Nama Hosea (Ibrani: הוֹשֵׁעַ, Hoshea) itu sendiri artinya "keselamatan." Kata ini berasal dari akar kata יָשַׁע, Yashua, yaitu akar kata yang sama dengan nama Yoshua dan Yesus yang juga berarti "keselamatan" atau "kelepasan." Ketiga nama ini membawa pesan yang serupa, ialah bahwa "Tuhan adalah keselamatan." Tema pekabaran nabi Hosea adalah tentang Allah yang menyelamatkan, dan kehidupannya sendiri merupakan alegori (kiasan) dari pekabaran Tuhan yang disampaikannya kepada bangsa Israel. Sekalipun bangsa itu adalah bangsa yang murtad, yang melakukan perzinaan rohani dengan menyembah berhala-berhala kafir, namun Allah tetap mengasihi mereka dan ingin menerima kembali bilamana mereka bertobat.
PENDAHULUAN
Pelayanan totalitas. Cuma Hosea yang dipanggil Allah untuk menjadi jurukabar dengan berbicara lewat mulutnya dan juga melalui peragaan kehidupan rumahtangganya yang nyata. Jadi, selain berkhotbah Hosea juga "mengorbankan" kehidupan pribadinya sendiri menjadi sebagai lambang pekabarannya. Tuhan memerintahkannya untuk dengan sengaja mengawini Gomer, seorang PSK (pekerja seks komersial), untuk melambangkan Israel sebagai "negeri bersundal" (Hos. 1:2). Sungguh ini merupakan sebuah pelayanan yang bersifat totalitas dari seorang jurukabar Tuhan, sesuatu yang mungkin hanya seorang Hosea dapat melakukannya.
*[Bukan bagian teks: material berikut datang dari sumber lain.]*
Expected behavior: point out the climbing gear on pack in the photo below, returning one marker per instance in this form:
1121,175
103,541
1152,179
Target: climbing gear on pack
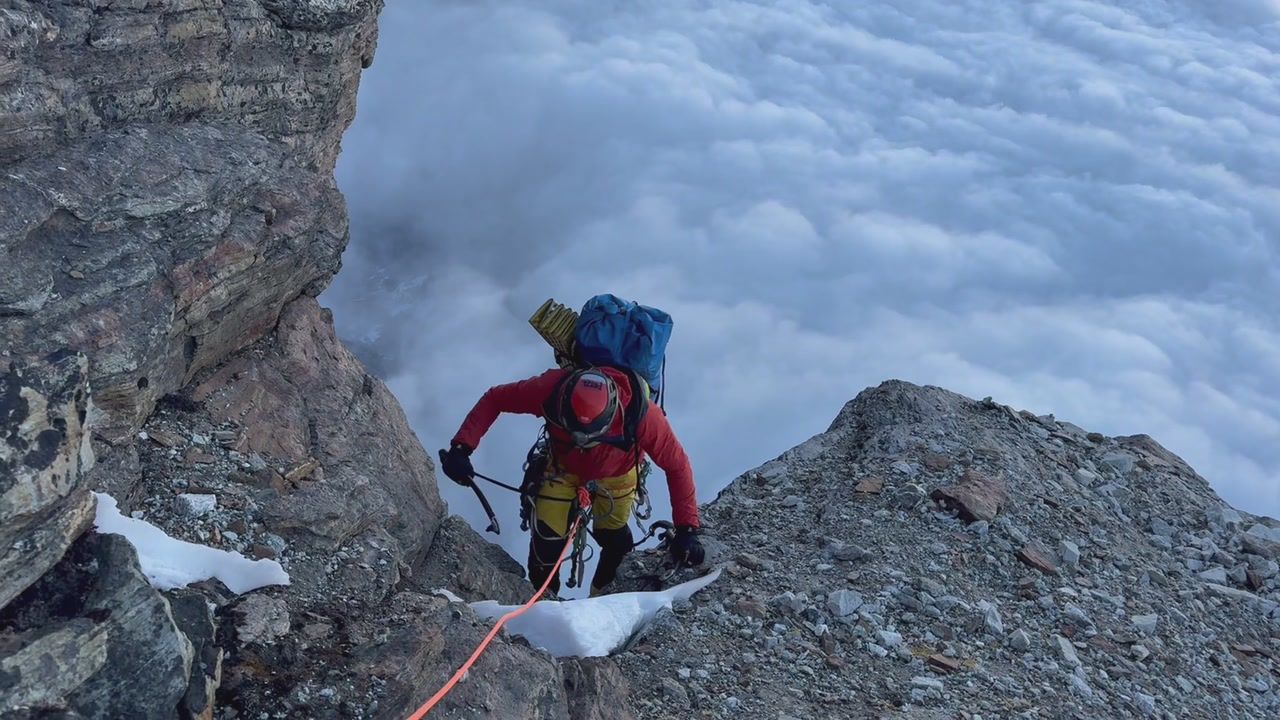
556,324
585,405
621,333
536,463
484,501
686,548
456,464
584,504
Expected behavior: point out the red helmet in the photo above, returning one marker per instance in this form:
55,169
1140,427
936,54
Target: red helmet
584,404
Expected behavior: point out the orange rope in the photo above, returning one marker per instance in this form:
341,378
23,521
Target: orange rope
584,500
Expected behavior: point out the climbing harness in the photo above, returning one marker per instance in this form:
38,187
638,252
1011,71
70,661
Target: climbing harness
584,509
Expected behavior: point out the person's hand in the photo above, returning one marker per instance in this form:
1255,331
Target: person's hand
686,548
456,464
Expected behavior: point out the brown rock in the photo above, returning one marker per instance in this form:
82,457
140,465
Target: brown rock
196,456
165,438
263,552
937,463
1038,557
44,458
869,486
974,497
301,472
944,664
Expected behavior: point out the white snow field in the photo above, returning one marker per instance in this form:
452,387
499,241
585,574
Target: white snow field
594,625
169,563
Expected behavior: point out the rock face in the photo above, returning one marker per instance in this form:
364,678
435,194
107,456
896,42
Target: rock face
91,637
44,452
167,181
168,212
954,610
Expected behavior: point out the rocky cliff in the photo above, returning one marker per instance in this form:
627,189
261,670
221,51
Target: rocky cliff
168,215
167,218
936,556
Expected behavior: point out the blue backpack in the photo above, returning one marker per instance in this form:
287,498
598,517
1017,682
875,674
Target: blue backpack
624,335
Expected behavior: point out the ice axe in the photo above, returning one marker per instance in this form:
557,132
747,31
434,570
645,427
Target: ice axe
484,501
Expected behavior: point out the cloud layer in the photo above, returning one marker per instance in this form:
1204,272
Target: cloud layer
1073,206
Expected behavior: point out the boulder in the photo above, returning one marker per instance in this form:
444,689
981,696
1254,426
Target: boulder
44,454
91,637
976,497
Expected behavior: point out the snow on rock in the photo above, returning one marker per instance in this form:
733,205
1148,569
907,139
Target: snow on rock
590,627
170,563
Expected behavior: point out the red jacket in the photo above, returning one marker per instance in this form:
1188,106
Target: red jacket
653,437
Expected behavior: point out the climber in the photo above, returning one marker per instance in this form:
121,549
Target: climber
598,429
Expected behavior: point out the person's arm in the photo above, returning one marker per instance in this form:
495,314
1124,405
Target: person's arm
656,438
525,397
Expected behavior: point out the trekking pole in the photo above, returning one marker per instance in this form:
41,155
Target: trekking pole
484,501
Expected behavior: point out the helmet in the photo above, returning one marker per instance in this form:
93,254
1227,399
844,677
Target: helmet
585,405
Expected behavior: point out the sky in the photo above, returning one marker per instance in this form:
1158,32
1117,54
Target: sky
1072,206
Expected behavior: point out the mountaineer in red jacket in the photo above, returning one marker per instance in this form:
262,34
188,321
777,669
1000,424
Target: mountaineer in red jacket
598,429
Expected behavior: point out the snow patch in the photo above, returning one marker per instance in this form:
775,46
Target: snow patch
169,563
590,627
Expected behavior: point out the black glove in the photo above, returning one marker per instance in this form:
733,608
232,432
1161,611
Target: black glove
685,547
456,464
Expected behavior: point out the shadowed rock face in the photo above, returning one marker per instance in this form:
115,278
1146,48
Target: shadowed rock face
168,212
94,638
167,180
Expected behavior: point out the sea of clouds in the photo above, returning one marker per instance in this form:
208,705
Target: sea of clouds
1073,206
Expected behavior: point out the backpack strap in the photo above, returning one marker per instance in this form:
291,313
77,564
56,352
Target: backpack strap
631,415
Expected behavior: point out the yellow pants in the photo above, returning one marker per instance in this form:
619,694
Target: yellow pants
611,505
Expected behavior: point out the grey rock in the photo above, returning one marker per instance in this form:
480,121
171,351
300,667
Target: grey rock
991,619
1146,623
1066,651
927,683
95,638
1080,687
1020,641
261,619
849,552
187,128
1086,477
890,639
1216,575
1121,463
44,501
593,687
1070,554
193,618
844,602
195,505
1078,615
1224,519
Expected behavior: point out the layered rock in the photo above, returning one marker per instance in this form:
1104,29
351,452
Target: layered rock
167,181
92,638
44,454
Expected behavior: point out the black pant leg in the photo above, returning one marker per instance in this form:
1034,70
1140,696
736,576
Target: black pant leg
544,548
615,545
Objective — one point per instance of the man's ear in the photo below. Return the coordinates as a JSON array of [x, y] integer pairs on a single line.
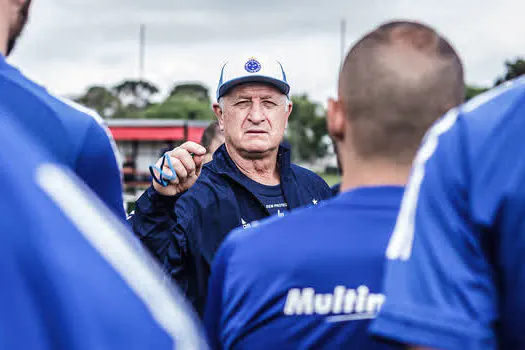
[[289, 108], [335, 119], [218, 113]]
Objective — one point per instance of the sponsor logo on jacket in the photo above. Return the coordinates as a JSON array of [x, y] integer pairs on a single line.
[[342, 304]]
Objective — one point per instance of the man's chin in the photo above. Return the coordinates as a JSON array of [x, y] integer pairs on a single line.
[[254, 152]]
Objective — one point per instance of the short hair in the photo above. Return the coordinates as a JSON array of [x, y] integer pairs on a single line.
[[394, 83], [209, 134]]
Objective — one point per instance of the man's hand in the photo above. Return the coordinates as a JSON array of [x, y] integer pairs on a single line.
[[187, 168]]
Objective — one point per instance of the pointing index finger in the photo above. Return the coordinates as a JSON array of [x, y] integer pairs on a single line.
[[194, 148]]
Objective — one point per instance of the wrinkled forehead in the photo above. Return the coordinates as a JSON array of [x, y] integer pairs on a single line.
[[254, 90]]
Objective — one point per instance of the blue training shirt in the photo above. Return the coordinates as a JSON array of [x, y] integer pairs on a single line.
[[71, 133], [309, 280], [456, 273], [71, 276]]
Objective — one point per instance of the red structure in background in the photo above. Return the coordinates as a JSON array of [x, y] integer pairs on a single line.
[[143, 140], [156, 130]]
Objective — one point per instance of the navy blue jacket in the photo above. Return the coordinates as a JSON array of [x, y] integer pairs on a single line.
[[185, 231]]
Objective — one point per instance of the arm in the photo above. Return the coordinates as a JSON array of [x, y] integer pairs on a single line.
[[97, 167], [439, 286], [160, 220], [213, 312]]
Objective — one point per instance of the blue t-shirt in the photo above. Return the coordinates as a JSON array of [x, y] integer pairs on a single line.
[[271, 197], [456, 271], [70, 276], [72, 134], [309, 280]]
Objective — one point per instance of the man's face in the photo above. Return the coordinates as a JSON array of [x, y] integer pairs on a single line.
[[19, 12], [254, 117]]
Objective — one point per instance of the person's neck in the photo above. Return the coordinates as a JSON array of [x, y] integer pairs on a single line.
[[370, 173], [262, 170]]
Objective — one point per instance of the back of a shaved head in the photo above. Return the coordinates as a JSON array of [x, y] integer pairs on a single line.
[[395, 82]]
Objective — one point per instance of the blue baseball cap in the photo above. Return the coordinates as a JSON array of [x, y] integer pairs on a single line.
[[252, 70]]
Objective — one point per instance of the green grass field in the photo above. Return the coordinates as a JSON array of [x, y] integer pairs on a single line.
[[331, 179]]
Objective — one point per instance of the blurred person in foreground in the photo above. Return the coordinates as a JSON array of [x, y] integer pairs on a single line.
[[72, 134], [456, 260], [313, 279], [250, 177], [212, 139], [72, 275]]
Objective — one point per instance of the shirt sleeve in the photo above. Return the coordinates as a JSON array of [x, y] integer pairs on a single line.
[[97, 166], [439, 284], [213, 311]]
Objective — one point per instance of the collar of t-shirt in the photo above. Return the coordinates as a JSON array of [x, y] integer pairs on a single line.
[[271, 197]]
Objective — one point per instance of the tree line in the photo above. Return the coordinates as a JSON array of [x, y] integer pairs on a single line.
[[306, 132]]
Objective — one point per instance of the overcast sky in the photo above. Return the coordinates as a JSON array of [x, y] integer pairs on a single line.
[[71, 44]]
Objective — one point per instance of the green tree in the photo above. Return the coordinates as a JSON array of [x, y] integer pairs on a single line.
[[137, 93], [193, 90], [307, 129], [186, 101], [472, 91], [101, 99], [180, 107], [514, 70]]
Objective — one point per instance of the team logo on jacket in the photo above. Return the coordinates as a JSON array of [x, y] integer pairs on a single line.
[[344, 304], [248, 224]]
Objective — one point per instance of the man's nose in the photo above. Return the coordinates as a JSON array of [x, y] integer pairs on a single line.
[[256, 115]]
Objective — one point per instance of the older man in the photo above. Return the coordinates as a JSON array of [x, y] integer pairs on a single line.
[[211, 139], [250, 177], [321, 284]]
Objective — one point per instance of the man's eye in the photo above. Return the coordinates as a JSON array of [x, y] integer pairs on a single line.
[[269, 104], [243, 104]]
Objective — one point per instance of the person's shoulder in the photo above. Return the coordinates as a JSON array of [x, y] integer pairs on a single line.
[[275, 228], [307, 177], [209, 190], [496, 108]]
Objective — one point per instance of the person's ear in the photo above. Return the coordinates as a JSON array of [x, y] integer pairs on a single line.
[[335, 119], [289, 108], [219, 114]]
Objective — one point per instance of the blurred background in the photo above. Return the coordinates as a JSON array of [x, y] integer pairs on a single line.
[[150, 67]]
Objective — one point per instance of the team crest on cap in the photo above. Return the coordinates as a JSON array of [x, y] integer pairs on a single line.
[[252, 66]]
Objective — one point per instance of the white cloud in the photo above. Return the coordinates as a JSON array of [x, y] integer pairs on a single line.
[[70, 45]]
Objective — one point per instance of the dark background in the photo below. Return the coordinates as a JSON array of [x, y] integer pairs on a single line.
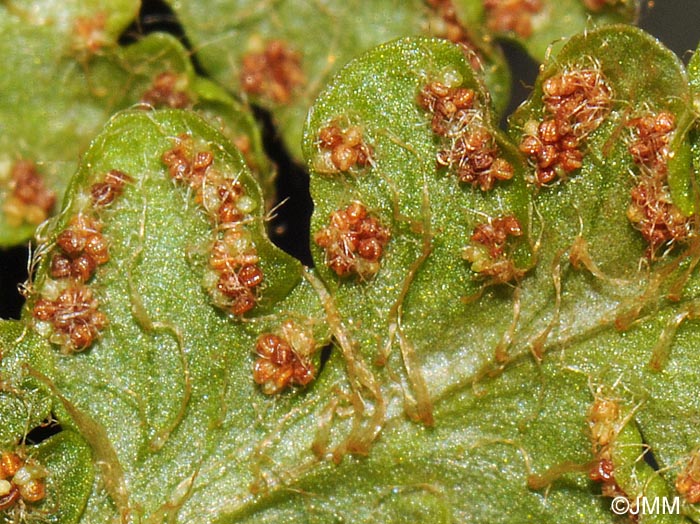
[[676, 23]]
"Kisah pribadi dan nubuatan Hosea terjalin ke dalam kitab ini secara tak terpisahkan. Sama seperti nabi itu telah mengampuni istrinya yang tidak setia dan bersedia untuk menerimanya kembali, demikianlah Allah bersedia berbuat hal yang sama bagi umat-Nya...Apa yang dapat kita pelajari dari pengalaman Hosea dan cara Allah memperlakukan ketidakpatuhan Israel?" [alinea ketiga dan keempat].
Dosa bangsa Israel disamakan dengan persundalan, atau perzinaan rohani, oleh sebab sementara mereka mengaku sebagai umat Allah dan mengadakan upacara-upacara keagamaan secara tradisional, pada waktu yang sama mereka juga beribadah kepada ilah-ilah kafir atau berhala-berhala orang Kanaan. Tetapi kemurtadan bukanlah perzinaan rohani umat Israel purba saja, perzinaan rohani adalah juga "penyakit" yang diidap oleh umat Israel rohani pada zaman ini.
Namun demikian, sebagaimana pada zaman Hosea dulu Allah bersedia untuk menerima kembali dan mengasihi bangsa pendurhaka itu, Allah yang sama juga tetap mau untuk menerima kembali dan mengasihi umat-Nya yang berzina dan murtad pada zaman ini. Dalam bahasa Ibrani, gomer berasal dari akar kata yang sama dengan gamar yang artinya berakhir atau berhenti, yang mungkin melambangkan berakhir dan berhentinya kesetiaan Israel, tetapi kasih Allah terhadap umat-Nya itu tidak pernah berhenti apalagi berakhir. Dan sebagaimana pelayanan totalitas Hosea, demikian pula kasih Allah kepada manusia bersifat total dan tidak setengah-setengah.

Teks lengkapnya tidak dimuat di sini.